We admit that there are inherent limitations to this type of research, and that various efforts have been involved to find effective triggers through many previous studies. Many studies on how to select key variables that affect final prediction outcome in order to execute machine learning studies have been conducted using existing classical statistical methods, not ML packages, or by simply referring to previous references17,28,29. However, our study acknowledged such limitations and focused on providing more efficient information by applying the advanced data processing model to patients and physicians in the treatment process before and after the surgery.
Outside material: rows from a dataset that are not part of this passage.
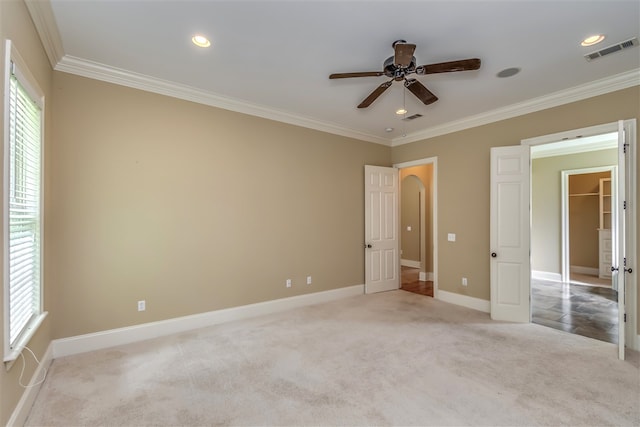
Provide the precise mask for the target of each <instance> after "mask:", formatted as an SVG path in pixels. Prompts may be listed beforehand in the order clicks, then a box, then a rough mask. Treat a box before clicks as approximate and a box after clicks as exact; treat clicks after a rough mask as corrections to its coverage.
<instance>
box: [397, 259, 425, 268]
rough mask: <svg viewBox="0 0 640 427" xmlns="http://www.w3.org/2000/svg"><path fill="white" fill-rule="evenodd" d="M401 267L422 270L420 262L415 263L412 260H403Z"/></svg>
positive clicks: (400, 263)
mask: <svg viewBox="0 0 640 427" xmlns="http://www.w3.org/2000/svg"><path fill="white" fill-rule="evenodd" d="M400 265H401V266H403V267H411V268H420V267H421V265H420V261H413V260H411V259H401V260H400Z"/></svg>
Logistic multivariate regression in fact is also a kind of statistical prediction model. It was used to screen and select which factor is responsible in affecting the final outcome. If every clinical variable could have been objectively investigated and analyzed accurately and completely, it would have been a perfect thesis. However, the technical difficulties regarding data processing remains, and the authors, to our knowledge, chose the most efficient way in processing the clinical data regarding such a complicated, multi-factorial, overfitted and imbalanced breast reconstruction outcome data.

Conclusion

To create a more accurate and efficient deep learning-based prediction model of donor-related complications in autologous breast reconstruction, we overcame various limitations inherent to unequal data, and validated the predictive accuracy between three representative neural network packages. This method of risk assessment for rare, but troublesome complications through a machine learning approach, performed by the authors for the first time, can potentially be replicated and used for studying complications in other procedures. Using this model, defect size at flap elevation, adjuvant chemotherapy, and muscle sparing technique type were found to be factors that significantly increase risks for post-operative complications. These results may help surgeons to achieve better surgical outcomes and reduce postoperative burden (Supplementary information S1 and S2).